Wednesday, July 22, 2009

Thats what I'm talking about...

I am officially starting my fifth week of Weight Watchers (WW) and have lost 9.5 lbs. I am really excited about it! I am also really enjoying WW. It is so easy and flexible. I am learning to make good choices because when I do I get to eat more food. I am drinking more water. Eating smaller portions. Eating a lot more fruits and veggies. I am also learning how to be satisfied instead of full or stuffed. I will keep you posted about my progress.

I am not exercising.

We are reading "The Shack" in my Sunday school class. I am really enjoying the book but mostly the discussions about the book that follow in Sunday school.

When I was a kid we went to church (Methodist) most Sundays. When I was a teenager my parents stopped going. My sister and I didn't...we just went on our own. My dad was very religious and seems to have gotten mad at God when his mother died and never recovered. My mom is more spiritual than religious. She is very open to different paths.

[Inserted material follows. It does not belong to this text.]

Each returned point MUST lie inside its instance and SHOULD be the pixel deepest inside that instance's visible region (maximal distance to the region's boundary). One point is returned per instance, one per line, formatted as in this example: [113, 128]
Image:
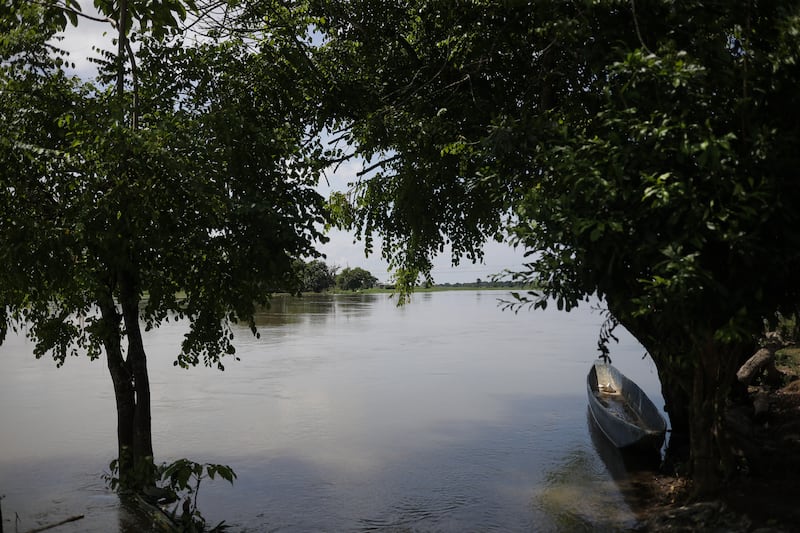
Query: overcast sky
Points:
[342, 250]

She has explored other religions and seems more interested in learning about them than actually participating in them.

When I bought my first house it was down the street from a Methodist Church. I never went. I'm really not sure why other than I liked to sleep in on the weekends and I get nervous around new people. When Sexy and I got engaged I decided that if we were going to raise children (he had 2 biological children and 2 step children from his first marriage) then I wanted to raise them in the church. We visited the "blue jean" service. I just didn't feel it. It didn't feel like church. Then we got custody of 3 of the children and I got overwhelmed and didn't do much of anything but take care of them for a couple years. Then I decided to try again. This time I went to the traditional service.

It was like coming home.

I know a lot of people who talk trash about the traditions of High Church. Singing the same songs. Saying the same prayers. I had not had an opinion either way until that day. Those traditions were so comforting and welcoming.

I really feel connected to God now. I don't know all the answers. I'm really still uncomfortable talking about religion. I love going to church and Sunday school. I don't feel superior to those who don't go. I don't know that anyone looking at me would see that I have changed my life so much in the day to day aspects. I've always been a pretty good person and usually made the right choices morally and ethically. What has changed is me. I am listening to God when he tells me to "fear not" and I am trying to pray about things and for people. So many times I feel helpless but I can pray and it makes me feel less helpless. I feel more connected to everything and everyone.

2 comments:

GK said...

I enjoyed your post. You dad AND your mom sound like me. LOL.

Shana said...

I'm glad you liked it. I agree and have thought the same thing myself!